At the end of her support, Sally was thrilled to have met her goal and said: “I now feel like an extinct time bomb”.

In her feedback letter to her referrer, Sally said: 

“I talk to people if I feel something is wrong now instead of bottling it up”

“I’m taking care of myself better”

“I am less anxious and I’m feeling calmer”

“I do still feel angry at some points but I cope with it better” 

Sally – Young person feedback

Because of her motivation for change, her willingness to try new strategies, and her awareness of which strategies worked best for her, we believe that Sally will keep going with her positive steps and she will thrive.

We know that if she is struggling again, she will feel able to get support to help her build up her coping strategies and improve her emotional health. 

Nocturnal Birds

The poem below was written by a young woman who experienced trauma.
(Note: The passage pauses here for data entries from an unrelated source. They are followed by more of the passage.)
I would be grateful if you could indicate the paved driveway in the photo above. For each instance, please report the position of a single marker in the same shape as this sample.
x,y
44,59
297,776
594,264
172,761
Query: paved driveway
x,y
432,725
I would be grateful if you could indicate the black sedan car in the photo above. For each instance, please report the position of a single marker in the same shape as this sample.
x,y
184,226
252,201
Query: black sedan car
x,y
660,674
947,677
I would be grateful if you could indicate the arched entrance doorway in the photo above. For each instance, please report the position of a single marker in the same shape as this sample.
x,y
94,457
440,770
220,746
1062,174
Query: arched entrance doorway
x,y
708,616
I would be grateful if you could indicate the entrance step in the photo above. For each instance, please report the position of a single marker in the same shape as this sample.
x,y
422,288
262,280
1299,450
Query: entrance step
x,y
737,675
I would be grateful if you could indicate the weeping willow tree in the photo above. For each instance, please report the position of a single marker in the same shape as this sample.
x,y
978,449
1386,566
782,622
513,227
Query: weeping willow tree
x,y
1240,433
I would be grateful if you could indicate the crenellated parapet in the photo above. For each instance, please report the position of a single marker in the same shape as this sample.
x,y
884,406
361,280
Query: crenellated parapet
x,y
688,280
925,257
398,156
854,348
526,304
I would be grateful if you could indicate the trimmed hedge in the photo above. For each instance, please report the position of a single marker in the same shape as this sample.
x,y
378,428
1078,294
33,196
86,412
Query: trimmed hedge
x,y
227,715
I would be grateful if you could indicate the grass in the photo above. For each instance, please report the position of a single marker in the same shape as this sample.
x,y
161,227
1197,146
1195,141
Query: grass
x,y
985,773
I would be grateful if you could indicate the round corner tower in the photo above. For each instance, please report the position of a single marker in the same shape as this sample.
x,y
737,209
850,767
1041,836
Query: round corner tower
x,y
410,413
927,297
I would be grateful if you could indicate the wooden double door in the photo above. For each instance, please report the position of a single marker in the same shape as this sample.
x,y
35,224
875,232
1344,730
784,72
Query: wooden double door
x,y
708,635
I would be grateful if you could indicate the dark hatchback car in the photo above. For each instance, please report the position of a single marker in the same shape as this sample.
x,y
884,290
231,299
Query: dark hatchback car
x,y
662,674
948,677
She hopes that “many more people will work through creative ways to release their pain and discomforts”.

Part I

These fluttering beings are rare to find
Sleeping through the day’s light to jump out of the nest at sunset
they dance and sing along lonesome cherry blossom boulevards,
skip along the moonlit sands
these are the nights they cherish in their minds.

To survive the darkness they feed on colours: blues, greens, purples and yellows.
Illuminated are their paths, for their glossy bright eyes shine like stars
For a moment, or two, they share a flight of happiness with you
and as suddenly as they appeared they disappear: leaving you with just one shoe
only later to tell you their stories in scribbles on shiny postcards
with a P.P.S. “To make it clear, I took your shoe as a souvenir.”

Not a penny pincher, grabber, scavenger or churl
It’s in their nature to hoard things like squirrels do:
stored in safe places which are never again to be found.
What matters to them, is an invisible cloud
That follows them and protects them from losing their mind.

Most incredible, virtuous and innocent is their kind
making them free of fear, yet blind.
After a long nights wonder they take their time to ponder
while gazing at the sunrise they close their eyes and hide.

Part II

Ripped to pieces, uncovered and exposed
Unlucky are some, for the nights blanket doesn’t cover all those who travel alone.
It’s cruel to be tricked and in an instant, it clicks,
but kicking and chirring doesn’t help. As mother once said:
“Truth has to be witnessed before it can be recorded.”

The shine is mudded to a faint glow,
the misty gardens surrounded by flashing red traffic lights.
Shiver, quiver and shake it off, for most it is time to awake
It’s getting late, what a shock today.
“Today I’ll miss the sunrise but there is no reason to be terrified.”

Maybe this is a chance to see a nautical day,
wipe off the glitter and lonesome glamour
an opportunity to see the anthesis of a flower,
sunbathe off the glimmer of the flowing river
After such an encounter, allow the fear quiver.

Part III

Oh, how long it has been that a rainbow could be seen
With comfort, the dirt, drop by drop, is washed away
so bright, light and everything in sight, the wounded can see the bruises heal
The fear began to peal, leaving all but a faint dismay
which serves as a form of solace, the cognition of a new sort of pain
this too can be seen as a gain.

another tone of colour was brought to their plate
a shade left by the scare enabled the smell of concern and suspicion
as time flies by, the joy of being alive again glows brightly in those twinkly eyes
and soon this story too, you will find outside your door,
hidden in the form of scribbles, in a long forgotten shoe.